Simply this weekend, I matt-up normal. I felt up equal Mark Clark Kent after the red Kryptonite chamber, bald of my powers and helpless before the bombardment of post-Christmas supply shortages. I felt up weak and merciless. And I father't alike this. I do not, as Trent Reznor says, want this.

This weekend I decided I wanted a Nintendo DS. I'd been resisting the urge for some clock time, mainly because I impartial don't game on the plump like I used to. I possess a GameBoy SP, merely I ne'er exercise it. Even when I carry it on a plane with me IT usually sits in a pocket unused while I thumb through Esquire or read a book or stare at the cap waiting for the heavyset guy adjacent to me to stop coughing, shaking the aircraft indeed badly my eyeballs mislay concenter. But I've got a lot of trips planned in the next few months, and thanks to my burgeoning Puzzle Quest compulsion and or s nifty tricks I knowing from Pat Miller's article in tomorrow's issue of The Escapist, I think I'm finally ready to give a DS a satisfactory home.
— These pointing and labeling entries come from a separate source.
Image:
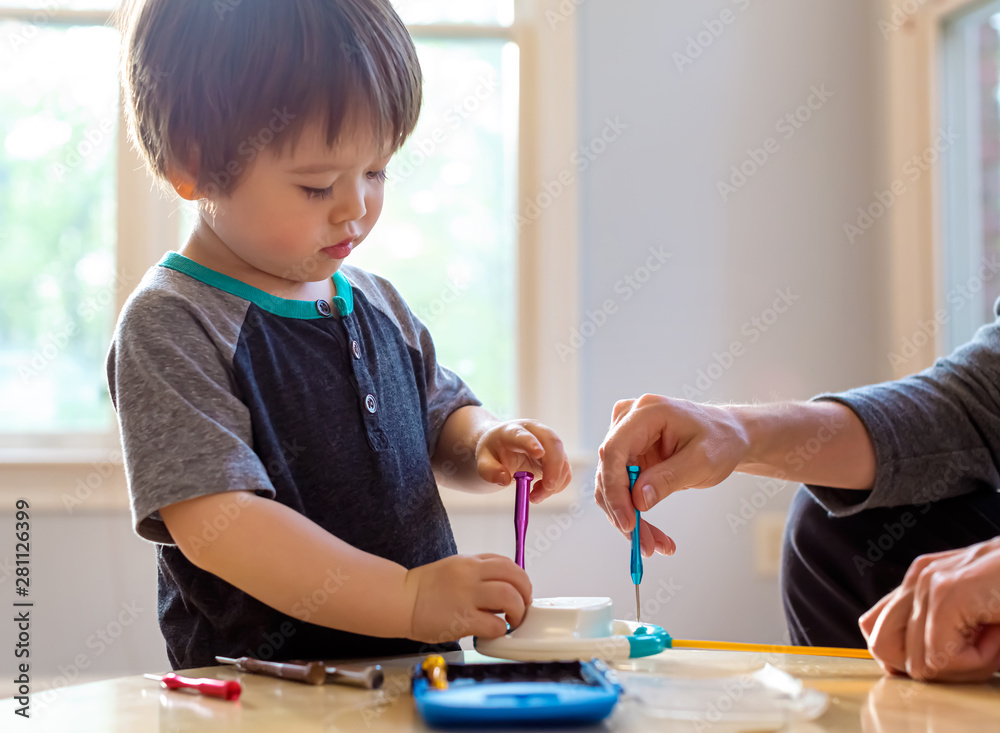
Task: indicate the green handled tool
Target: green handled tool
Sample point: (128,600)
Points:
(635,566)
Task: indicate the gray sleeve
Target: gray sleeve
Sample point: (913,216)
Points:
(445,390)
(184,430)
(936,434)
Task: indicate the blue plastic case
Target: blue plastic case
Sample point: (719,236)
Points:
(526,693)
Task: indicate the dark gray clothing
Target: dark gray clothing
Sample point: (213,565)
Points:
(332,409)
(936,434)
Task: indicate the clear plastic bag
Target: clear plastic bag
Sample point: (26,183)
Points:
(767,698)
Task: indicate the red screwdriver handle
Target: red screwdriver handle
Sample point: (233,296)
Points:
(226,689)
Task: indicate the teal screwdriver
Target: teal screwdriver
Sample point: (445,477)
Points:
(636,565)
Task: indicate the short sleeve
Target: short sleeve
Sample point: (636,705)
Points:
(185,431)
(446,391)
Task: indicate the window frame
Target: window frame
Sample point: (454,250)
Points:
(921,265)
(85,470)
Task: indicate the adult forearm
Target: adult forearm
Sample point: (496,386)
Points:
(287,561)
(821,443)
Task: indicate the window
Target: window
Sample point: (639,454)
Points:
(80,221)
(970,281)
(58,209)
(942,140)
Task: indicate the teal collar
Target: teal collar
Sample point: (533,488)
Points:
(307,309)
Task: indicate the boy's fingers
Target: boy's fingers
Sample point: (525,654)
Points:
(497,567)
(491,470)
(487,625)
(498,597)
(525,441)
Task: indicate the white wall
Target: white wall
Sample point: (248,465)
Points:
(655,186)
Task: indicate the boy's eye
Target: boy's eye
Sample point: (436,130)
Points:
(318,193)
(325,193)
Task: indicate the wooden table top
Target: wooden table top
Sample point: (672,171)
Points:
(861,699)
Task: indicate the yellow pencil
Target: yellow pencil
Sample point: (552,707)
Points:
(734,646)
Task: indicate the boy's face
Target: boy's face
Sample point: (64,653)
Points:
(298,216)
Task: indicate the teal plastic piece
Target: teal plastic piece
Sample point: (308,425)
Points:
(648,640)
(635,567)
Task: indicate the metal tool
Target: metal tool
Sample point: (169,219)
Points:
(370,677)
(635,566)
(226,689)
(312,673)
(523,479)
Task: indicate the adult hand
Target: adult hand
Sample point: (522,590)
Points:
(677,444)
(943,622)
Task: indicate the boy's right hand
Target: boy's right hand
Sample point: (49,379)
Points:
(460,595)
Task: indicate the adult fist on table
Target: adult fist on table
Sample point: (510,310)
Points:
(943,622)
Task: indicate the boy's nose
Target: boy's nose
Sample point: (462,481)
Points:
(349,206)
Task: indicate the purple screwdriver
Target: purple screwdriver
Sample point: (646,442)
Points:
(523,479)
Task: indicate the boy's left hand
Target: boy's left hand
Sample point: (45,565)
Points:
(524,445)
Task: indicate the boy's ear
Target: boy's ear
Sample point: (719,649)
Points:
(182,178)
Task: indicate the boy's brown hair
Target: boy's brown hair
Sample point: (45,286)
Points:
(207,84)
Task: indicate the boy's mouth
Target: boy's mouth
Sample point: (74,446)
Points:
(339,251)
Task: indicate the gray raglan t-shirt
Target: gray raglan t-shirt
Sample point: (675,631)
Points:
(936,434)
(332,409)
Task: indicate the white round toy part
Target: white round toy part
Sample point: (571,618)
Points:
(557,629)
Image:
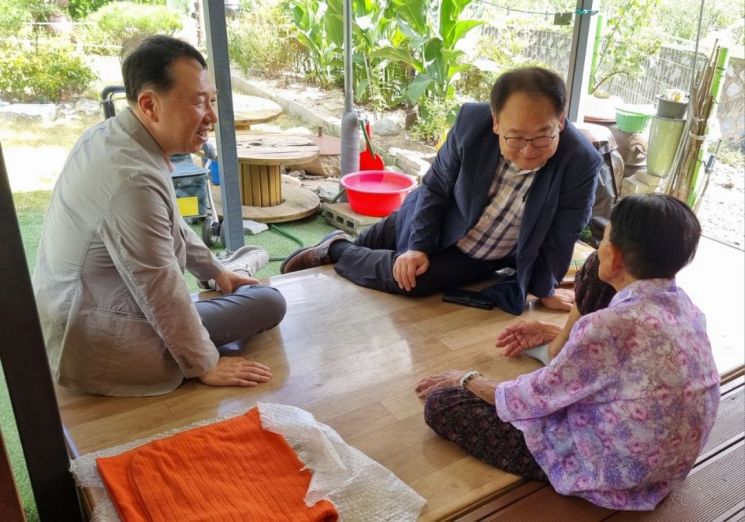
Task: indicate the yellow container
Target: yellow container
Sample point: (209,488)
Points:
(188,206)
(664,136)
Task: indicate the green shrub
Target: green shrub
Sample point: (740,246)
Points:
(45,74)
(79,9)
(260,41)
(117,24)
(13,17)
(435,117)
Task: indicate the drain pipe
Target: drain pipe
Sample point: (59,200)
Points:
(350,131)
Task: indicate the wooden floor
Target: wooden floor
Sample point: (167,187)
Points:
(351,357)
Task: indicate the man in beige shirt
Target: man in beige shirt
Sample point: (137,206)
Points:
(116,313)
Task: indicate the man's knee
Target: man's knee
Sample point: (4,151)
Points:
(267,301)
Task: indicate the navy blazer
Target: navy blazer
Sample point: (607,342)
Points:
(455,189)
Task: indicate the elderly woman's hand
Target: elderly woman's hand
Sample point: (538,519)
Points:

So I set out Friday morning, just hours before embarkment a plan to Texas, to do meet that. Thorny with a pocketbook chuck-full of plastic representing banking company accounts I assumed were full of cash in and a will to shop, I polish off the local Gamestop, Oregon, atomic number 3 I like to call it, "The Worst Damned Store on the Satellite." Picture a room the size of your kitchen. Now picture it filled with shelves full of games in no discernible order. Like a sho imagine 20 surgery then women with baby carriages wedged into the cherished blank space between displays and shelving units. Imagine trying to casually browse those shelves and displays for something rare, wonderful and unusual, like you would at a misused book store. Straight off imagine ne'er once finding anything of the sort out, Oregon, for that matter, anything you're actually looking for at every last. That's my local Gamestop. I avoid it when accomplishable.

Last Friday, however, I was connected a mission. I had to pay back a DS, and if anyone was likely to take up information technology, I figured the Gamestop was it. After all, this was the piazza where I nabbed a Wii honorable by walking in and asking for it. The DS, however, despite having been along the market for over two years, seems to be a different beast entirely.

The store was blessedly empty, which meant I could drop more than 10 minutes inside without having an anxiety attack or getting trampled by a herd of baby carriage-o-sauruses. I picked up a copy of PQ for DS, and then spent a good 10 transactions going over my colourise choices. I decided a black DS would be just the thing to compliment my lifestyle, and I told the useful retort rapscallion American Samoa much.

"We don't have information technology," he said. This, in spite of the fact several empty presentation boxes were prominently displayed on all available surface.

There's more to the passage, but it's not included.